Wow! It’s great to be alive



The picture shows rain-soaked forest floors – no match for powerful tree-harvesting machines and harvested trees cut in equal lengths stacked here and there.
Clear-blue sky. Just chilly enough for the snow to reply to my plodding and
septuagenarian footsteps with scrunching sounds. Snow clinging to the branches of the spruce and pine, the low afternoon light brilliantly illuminates their tops. Snow, deep enough to barely cover the low-lying blueberry and lingonberry bushes on the forest floor. I pause. Look around. Wow! It’s great to be alive.

Another mortal interrupts the solitude of the first half of my trek, wild animals greet me during the second half. It’s the middle of January. From October until now there haven’t been enough frosty nights to fill out a count on two hands. Finally winter! No more gray, rainy, windy days.  Not a sign or sound of civilization. Delightful! Wow! It’s great to be alive.

The buzz of the Swedish National Defense overhead punctuates the silence. Suddenly three-foot wide and two-foot deep ruts appear before me. What’s going on here? I continue. Rain soaked forest floors are no match for powerful tree harvesting machines. A delightful hike in the woods turns into a task. Per, the recent near hurricane blow, has left his calling card. For the modernized lumberjacks, this is a matter of get. Get the windfalls harvested, come hell or soft forest floor. Get them before the bark bore gets them. Get your money out of them. Now!

I scale the stingy path between the machine-carved, water-filled ruts. Slipping off it, a foot cracks through the thin ice. A boot full of water. A few hundred meters on and the other foot slips. Water up to my knee. My right foot freezing. The left one now not far behind. Wind fallen yet-to-be-harvested trees everywhere.
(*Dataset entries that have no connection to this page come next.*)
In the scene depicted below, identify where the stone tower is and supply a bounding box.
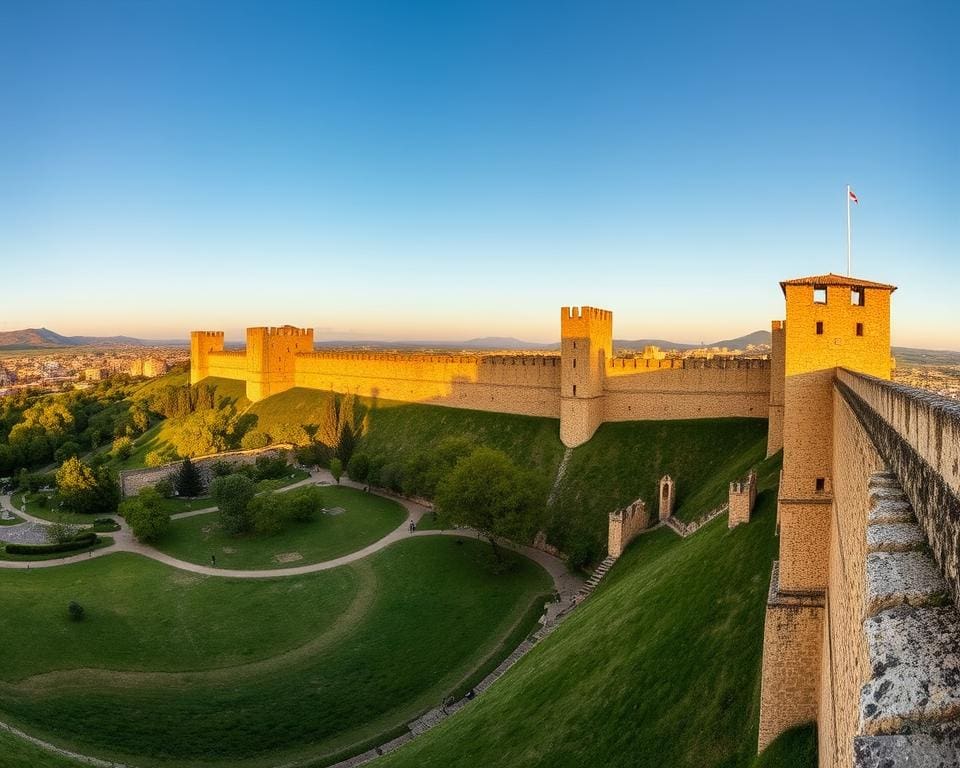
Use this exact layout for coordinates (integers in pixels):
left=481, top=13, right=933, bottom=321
left=760, top=274, right=896, bottom=749
left=560, top=307, right=613, bottom=448
left=247, top=325, right=313, bottom=403
left=190, top=331, right=223, bottom=384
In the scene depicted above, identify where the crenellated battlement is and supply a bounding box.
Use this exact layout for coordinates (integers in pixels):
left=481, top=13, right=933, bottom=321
left=191, top=305, right=769, bottom=446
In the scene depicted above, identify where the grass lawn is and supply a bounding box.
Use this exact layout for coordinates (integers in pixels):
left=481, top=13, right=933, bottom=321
left=0, top=728, right=84, bottom=768
left=0, top=536, right=113, bottom=563
left=0, top=536, right=551, bottom=768
left=156, top=486, right=407, bottom=568
left=10, top=491, right=99, bottom=525
left=378, top=452, right=800, bottom=768
left=750, top=723, right=817, bottom=768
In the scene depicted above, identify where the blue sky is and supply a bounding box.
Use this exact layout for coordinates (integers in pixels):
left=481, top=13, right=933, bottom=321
left=0, top=0, right=960, bottom=349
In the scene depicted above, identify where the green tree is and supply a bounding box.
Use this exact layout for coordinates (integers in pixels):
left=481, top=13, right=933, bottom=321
left=347, top=453, right=370, bottom=483
left=110, top=435, right=133, bottom=461
left=210, top=473, right=254, bottom=534
left=174, top=458, right=203, bottom=498
left=120, top=487, right=170, bottom=542
left=436, top=448, right=546, bottom=561
left=56, top=456, right=120, bottom=515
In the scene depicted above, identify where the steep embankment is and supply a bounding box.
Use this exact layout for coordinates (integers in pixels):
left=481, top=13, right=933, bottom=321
left=382, top=460, right=814, bottom=768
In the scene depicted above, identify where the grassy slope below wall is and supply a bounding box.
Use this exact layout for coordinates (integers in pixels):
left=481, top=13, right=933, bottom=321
left=186, top=379, right=767, bottom=562
left=548, top=418, right=767, bottom=551
left=378, top=452, right=796, bottom=768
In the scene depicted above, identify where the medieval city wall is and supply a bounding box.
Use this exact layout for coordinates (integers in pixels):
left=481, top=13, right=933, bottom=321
left=294, top=352, right=560, bottom=419
left=207, top=350, right=247, bottom=381
left=119, top=443, right=294, bottom=497
left=603, top=359, right=770, bottom=421
left=818, top=390, right=883, bottom=768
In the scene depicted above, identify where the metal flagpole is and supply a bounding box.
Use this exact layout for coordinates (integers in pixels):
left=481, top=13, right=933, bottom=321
left=847, top=184, right=852, bottom=277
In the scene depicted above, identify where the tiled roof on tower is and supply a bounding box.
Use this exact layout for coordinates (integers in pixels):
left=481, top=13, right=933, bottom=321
left=780, top=272, right=897, bottom=296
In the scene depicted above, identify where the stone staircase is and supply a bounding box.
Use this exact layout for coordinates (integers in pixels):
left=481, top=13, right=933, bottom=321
left=575, top=557, right=617, bottom=602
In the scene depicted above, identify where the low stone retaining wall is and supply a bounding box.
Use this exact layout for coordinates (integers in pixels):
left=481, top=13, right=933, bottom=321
left=120, top=443, right=294, bottom=497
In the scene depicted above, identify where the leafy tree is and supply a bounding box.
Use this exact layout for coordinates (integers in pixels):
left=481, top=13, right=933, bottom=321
left=110, top=435, right=133, bottom=461
left=210, top=473, right=254, bottom=534
left=120, top=487, right=170, bottom=542
left=53, top=440, right=80, bottom=464
left=248, top=493, right=286, bottom=536
left=347, top=453, right=370, bottom=483
left=174, top=457, right=203, bottom=498
left=44, top=522, right=74, bottom=544
left=436, top=448, right=546, bottom=561
left=56, top=456, right=120, bottom=515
Harvested ones cut in equal lengths stacked here and there.

Soon my favorite, now scarred, winter path is a cul-de-sac. Nothing looks like it used to. How to continue? Retracing means more misery. I gingerly trek on into the deep, forbidding spruce forest. Am I lost or misplaced? Stories of old farts dying in circumstances like these roll around in my head. Don’t panic. Use your head!

Road sounds. Brushing away twigs and branches in my path, I move toward them. Eureka! A path I’ve known for years in front of me. I know exactly where I am. Not more than a quarter of a mile from my doorstep. What a relief! Wow! It’s great to be alive.